Exclusive: Why These First Greek Bailout ‘Monies’ Are a Myth

By John Ward

http://hat4uk.wordpress.com/2012/03/13/exclusive-why-these-first-greek-bailout-monies-are-a-myth/#comments

130 billion euro EFSF sits unused as Draghi manufactures the 66 billion in ‘non-cash bonds’ earmarked for Athens.

Regler banks on the markets to supply the rest.

As I retired to bed last night (funny how everything official in the EU happens while we’re all asleep) I had my doubts. Why would even the headcases in Brussels hand over the rest of the money to a crooked cadaver? And further, it would be real money this time – not paper leveraged in a bazooka-firewall, or some other blended metaphor….would they really release it? Had the planned default group given up?

Well, as always with the eurozone, the Devil is in the detail. Or rather, in this case, the con is in the soundbites. As a result of last night, precisely 5.9 billion has been released ‘from the EFSF’ to cover March. That can be added to the 35.9bn ‘approved’ last Friday – delivered in order to avoid sure default on March 20th: so, sorry Felix old top – you were wrong. That means the Greeks now have 40 billion; but they will be told, not asked, how to use it. And it isn’t real money. It isn’t even budgeted EFSF money.

The ‘money’ has been creaed by the ECB. No, you’re not seeing things: the plan is to go to the markets for the rest. The EU’s FinMin have yet to spend a brass farthing of the real money: they hope that the 130 bn of real EFSF money may not be needed.

Klaus Regler, the world’s most incompetent fundraiser, announced triumphantly last night that 66bn euros in EFSF bonds had already been obtained. Funny that, I thought: when did that get raised? The answer is, it didn’t. Again in the small print, ‘Last week, the fund issued 66 billion euros in bonds and bills without tapping the markets, comprised of [sic] 35 billion euros in European Central Bank collateral enhancements, and 31 billion euros in accrued interest and debt swap sweeteners.’ Aah, right: they borrowed it from themselves. That’s handy. The ECB describes the sum as ‘bonds issued on a non-cash basis’. Doncha love it? I didn’t know money could get any more unreal, but apparently it can.

What the Athens Government has right now is not even enough to start the bank recapitalisation there. Last night, Evangelo Venizelos smiled and said he was expecting to receive the 25 billion euros for that “soon”. Given that the Venizelos calendar works on a 1:50 quotient, that could mean anything: “within hours” during late January, for example, meant “three weeks from now”. But that won’t be real money, it will be Draghi-created accountancy money. Another 3.3 and 5.5 bn in April and May respectively will then follow. Allegedly.

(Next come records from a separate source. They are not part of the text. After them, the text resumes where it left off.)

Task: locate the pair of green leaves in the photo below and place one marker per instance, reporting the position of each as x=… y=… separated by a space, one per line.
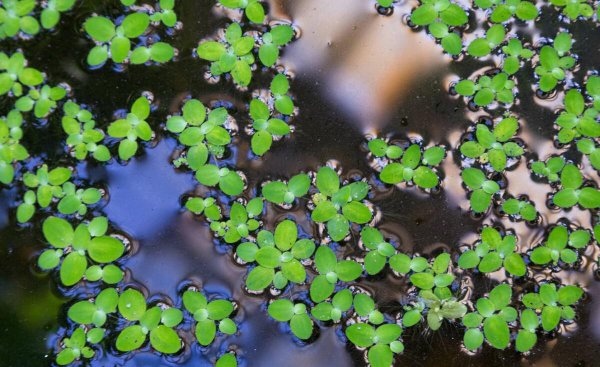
x=379 y=251
x=576 y=120
x=572 y=192
x=76 y=346
x=208 y=206
x=278 y=256
x=11 y=149
x=17 y=17
x=131 y=128
x=296 y=314
x=228 y=181
x=562 y=244
x=280 y=192
x=439 y=16
x=574 y=9
x=438 y=309
x=46 y=185
x=340 y=303
x=520 y=209
x=493 y=252
x=201 y=131
x=483 y=190
x=52 y=10
x=83 y=136
x=208 y=315
x=553 y=305
x=513 y=53
x=14 y=74
x=72 y=248
x=330 y=272
x=483 y=46
x=382 y=342
x=488 y=89
x=492 y=313
x=554 y=62
x=504 y=10
x=415 y=165
x=243 y=219
x=232 y=55
x=332 y=199
x=496 y=146
x=116 y=41
x=265 y=127
x=41 y=101
x=154 y=322
x=590 y=149
x=253 y=9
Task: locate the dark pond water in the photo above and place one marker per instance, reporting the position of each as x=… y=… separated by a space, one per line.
x=356 y=72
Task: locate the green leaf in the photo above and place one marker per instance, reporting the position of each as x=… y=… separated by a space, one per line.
x=131 y=338
x=165 y=340
x=100 y=28
x=72 y=269
x=496 y=332
x=132 y=304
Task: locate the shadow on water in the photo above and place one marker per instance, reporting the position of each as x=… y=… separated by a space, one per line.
x=355 y=71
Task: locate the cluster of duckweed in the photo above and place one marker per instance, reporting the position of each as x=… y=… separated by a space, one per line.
x=86 y=250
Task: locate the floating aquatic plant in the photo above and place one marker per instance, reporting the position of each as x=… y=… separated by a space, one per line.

I don’t think the Athens Government will ever get it.

Add up the numbers. 66 billion euros have been created by printing and swapping oddly un-cashlike bonds that no member State’s sovereign budget has yet been raided to get.

35.9 bn went out last Friday. 5.9 bn went out yesterday. 25 bn will follow ‘soon’.That is almost exactly 66 billion euros.

All that funny money may have gone before the month is out. At this point, Regler the House Idiot says, “We will go frequently to the market. And next week alone we may go three times to issue short-term bills, to issue five-year bonds and possibly also issue 25- or 30-year bonds. Given these amounts, the EFSF will be in the market from now on a very regular basis.”

The bloke’s tonto. Either that, or the folks who might buy them are tonto. Me, I think the soubriquet fits Klaus Regler rather more snugly.

Suppose the EFSF’s valiant entry into the markets goes phuurt next week – what then? Well, the end of that week is Friday March 23rd.

The bottom line is this: the ‘money’ being given to Greece has not changed the size of the EFSF by one cent. It is still 130 bn euros, and it is still sitting there, set aside (probably) for Italy’s use. The ‘bailout’ monies are artificially leveraged, created and printed funny-money. If Greece defaults Friday week, it can be written off with the minimum of pain.

Mario Draghi and his Troika chums have pulled off the most amazing illusion here. Christine Lagarde’s IMF, you may also note, has yet to cough up anything in this ‘bailout’.

But now, the cat’s out of the bag. Will the markets notice? Let’s wait and see.